Frank Swain tried it out
To my right, a woman with pink hair is struggling to keep a cup of goopy blue silicone in her mouth. To my left, a man is fashioning tiny nipples from alginate. Around us all are eyeless dummies with mouths gaping in silent laughter at the scene. We’re in the dentistry school lab at King’s College London, which has been taken over for the day by Taiwanese artist
Kuang-Yi Ku for his Fellatio Modification Project.
The workshop is part of a new exhibition in London by Science Gallery – a network of exhibition spaces focussed on art-science collaborations. The exhibition, called
Mouthy: Into the Orifice, features a collection of installations, activities and lectures to explore the world of all things oral-maxillary. Having worked as a dentist for six years, Ku is now producing speculative design projects at the Design Academy in Eindhoven, the Netherlands.

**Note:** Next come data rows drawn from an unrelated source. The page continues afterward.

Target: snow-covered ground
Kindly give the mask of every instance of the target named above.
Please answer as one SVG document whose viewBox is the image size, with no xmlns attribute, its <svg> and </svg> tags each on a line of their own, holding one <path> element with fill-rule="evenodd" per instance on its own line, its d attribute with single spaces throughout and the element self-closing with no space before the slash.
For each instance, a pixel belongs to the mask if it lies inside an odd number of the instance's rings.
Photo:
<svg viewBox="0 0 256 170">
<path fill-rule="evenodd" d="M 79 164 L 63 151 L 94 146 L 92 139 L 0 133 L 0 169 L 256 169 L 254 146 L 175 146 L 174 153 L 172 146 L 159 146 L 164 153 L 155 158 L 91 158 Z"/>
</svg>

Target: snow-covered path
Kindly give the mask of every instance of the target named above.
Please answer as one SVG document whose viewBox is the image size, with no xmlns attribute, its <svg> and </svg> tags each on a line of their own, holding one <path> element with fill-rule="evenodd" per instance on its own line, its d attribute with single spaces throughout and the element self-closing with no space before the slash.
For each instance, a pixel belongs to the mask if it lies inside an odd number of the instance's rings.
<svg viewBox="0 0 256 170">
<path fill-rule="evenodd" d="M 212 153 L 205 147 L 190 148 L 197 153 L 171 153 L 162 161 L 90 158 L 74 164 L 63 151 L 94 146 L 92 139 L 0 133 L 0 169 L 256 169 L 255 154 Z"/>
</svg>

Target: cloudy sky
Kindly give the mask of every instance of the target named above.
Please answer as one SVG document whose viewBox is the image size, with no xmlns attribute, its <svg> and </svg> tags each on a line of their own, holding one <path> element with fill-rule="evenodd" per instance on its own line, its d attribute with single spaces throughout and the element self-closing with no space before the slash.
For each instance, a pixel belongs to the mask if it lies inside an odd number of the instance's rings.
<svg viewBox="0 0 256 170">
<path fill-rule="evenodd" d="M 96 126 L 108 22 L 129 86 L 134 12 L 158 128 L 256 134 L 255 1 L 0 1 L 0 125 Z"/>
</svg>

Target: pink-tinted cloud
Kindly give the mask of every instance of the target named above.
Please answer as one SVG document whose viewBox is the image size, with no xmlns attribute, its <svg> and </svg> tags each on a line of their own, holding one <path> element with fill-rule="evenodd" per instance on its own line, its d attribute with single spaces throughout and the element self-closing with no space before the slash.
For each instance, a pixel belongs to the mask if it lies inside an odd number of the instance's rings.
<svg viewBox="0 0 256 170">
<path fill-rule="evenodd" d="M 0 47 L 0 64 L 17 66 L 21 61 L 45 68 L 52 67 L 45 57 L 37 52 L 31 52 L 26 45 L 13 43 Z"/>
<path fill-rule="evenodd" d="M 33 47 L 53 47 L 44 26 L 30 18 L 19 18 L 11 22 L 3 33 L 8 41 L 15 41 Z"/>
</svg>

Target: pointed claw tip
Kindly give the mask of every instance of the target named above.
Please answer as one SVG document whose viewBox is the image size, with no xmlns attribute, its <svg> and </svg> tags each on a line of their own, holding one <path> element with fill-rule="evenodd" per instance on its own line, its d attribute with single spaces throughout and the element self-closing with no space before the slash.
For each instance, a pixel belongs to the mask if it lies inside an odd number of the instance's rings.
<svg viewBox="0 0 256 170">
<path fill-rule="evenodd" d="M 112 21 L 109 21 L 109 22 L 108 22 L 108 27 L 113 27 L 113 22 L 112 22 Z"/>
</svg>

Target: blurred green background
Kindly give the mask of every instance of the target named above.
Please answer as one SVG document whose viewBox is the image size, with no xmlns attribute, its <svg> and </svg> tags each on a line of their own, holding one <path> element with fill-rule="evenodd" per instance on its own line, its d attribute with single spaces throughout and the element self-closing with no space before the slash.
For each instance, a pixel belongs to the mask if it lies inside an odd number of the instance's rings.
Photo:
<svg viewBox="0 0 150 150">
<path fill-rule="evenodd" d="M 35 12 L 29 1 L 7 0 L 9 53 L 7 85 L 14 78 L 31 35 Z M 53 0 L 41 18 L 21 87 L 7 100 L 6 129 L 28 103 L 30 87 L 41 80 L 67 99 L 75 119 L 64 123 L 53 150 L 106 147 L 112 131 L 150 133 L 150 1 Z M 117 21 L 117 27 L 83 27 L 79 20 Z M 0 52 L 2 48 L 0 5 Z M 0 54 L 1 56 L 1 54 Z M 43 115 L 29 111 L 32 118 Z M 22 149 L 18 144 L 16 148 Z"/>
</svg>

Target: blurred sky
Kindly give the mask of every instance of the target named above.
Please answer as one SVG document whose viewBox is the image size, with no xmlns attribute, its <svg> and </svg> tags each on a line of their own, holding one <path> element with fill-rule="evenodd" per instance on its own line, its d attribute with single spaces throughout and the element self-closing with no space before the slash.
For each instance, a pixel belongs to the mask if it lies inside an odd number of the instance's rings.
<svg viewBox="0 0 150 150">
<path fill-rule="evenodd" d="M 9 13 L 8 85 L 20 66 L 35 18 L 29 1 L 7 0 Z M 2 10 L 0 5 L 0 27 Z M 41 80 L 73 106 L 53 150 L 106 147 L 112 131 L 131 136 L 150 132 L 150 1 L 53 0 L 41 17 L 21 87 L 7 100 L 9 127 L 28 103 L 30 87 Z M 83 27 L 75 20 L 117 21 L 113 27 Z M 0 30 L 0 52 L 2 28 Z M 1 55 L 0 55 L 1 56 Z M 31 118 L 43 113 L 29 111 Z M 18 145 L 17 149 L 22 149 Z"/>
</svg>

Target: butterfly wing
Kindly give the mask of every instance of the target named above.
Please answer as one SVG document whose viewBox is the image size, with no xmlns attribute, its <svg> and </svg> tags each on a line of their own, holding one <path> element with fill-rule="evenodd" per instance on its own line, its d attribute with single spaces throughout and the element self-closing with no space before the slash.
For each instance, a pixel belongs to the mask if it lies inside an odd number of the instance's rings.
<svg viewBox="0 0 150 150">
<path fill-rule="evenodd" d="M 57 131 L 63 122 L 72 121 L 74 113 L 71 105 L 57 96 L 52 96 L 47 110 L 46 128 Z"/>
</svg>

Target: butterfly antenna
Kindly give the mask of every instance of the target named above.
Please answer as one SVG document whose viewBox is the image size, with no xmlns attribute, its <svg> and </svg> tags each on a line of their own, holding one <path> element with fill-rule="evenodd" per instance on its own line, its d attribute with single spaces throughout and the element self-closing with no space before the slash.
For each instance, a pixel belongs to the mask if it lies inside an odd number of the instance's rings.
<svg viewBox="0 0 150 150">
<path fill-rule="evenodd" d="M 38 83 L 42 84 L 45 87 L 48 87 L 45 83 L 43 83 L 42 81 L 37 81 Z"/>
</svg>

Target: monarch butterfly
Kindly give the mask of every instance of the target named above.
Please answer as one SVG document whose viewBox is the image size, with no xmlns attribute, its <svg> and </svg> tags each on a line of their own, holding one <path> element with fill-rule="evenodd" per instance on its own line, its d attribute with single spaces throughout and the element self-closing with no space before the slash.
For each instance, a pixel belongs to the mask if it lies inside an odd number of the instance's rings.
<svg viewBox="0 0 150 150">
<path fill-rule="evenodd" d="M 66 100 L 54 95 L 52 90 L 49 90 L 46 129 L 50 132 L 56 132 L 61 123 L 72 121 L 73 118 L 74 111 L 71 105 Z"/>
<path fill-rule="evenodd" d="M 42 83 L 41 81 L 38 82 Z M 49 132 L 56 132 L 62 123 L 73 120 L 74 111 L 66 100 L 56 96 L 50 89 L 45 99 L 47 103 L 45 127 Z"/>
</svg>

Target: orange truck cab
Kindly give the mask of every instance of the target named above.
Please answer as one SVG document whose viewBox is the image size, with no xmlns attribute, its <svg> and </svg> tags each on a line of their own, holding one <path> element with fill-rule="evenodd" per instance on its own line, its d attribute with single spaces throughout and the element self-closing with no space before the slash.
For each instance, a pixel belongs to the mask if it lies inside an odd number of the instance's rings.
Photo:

Science doesn’t have a great
track record when it comes to incorporating human sexuality into research and practice. Dentistry, for example, considers three functions for the oral cavity: aesthetics, pronunciation and mastication. “There is another function, sex, which is never mentioned in the textbooks,” says Ku. “I’m from the gay community and I realised that the medical school is a
very patriarchal system, very serious, and the professors are very traditional, particularly in Asian countries. So I wanted to approach that relationship.”
Instead of treating disease and restoring normal function to the mouth, Ku imagines dentists enhancing it along one particular line, the act of performing fellatio. To do this, he created retainers which offer a more intense sexual experience for your (male) partner. ...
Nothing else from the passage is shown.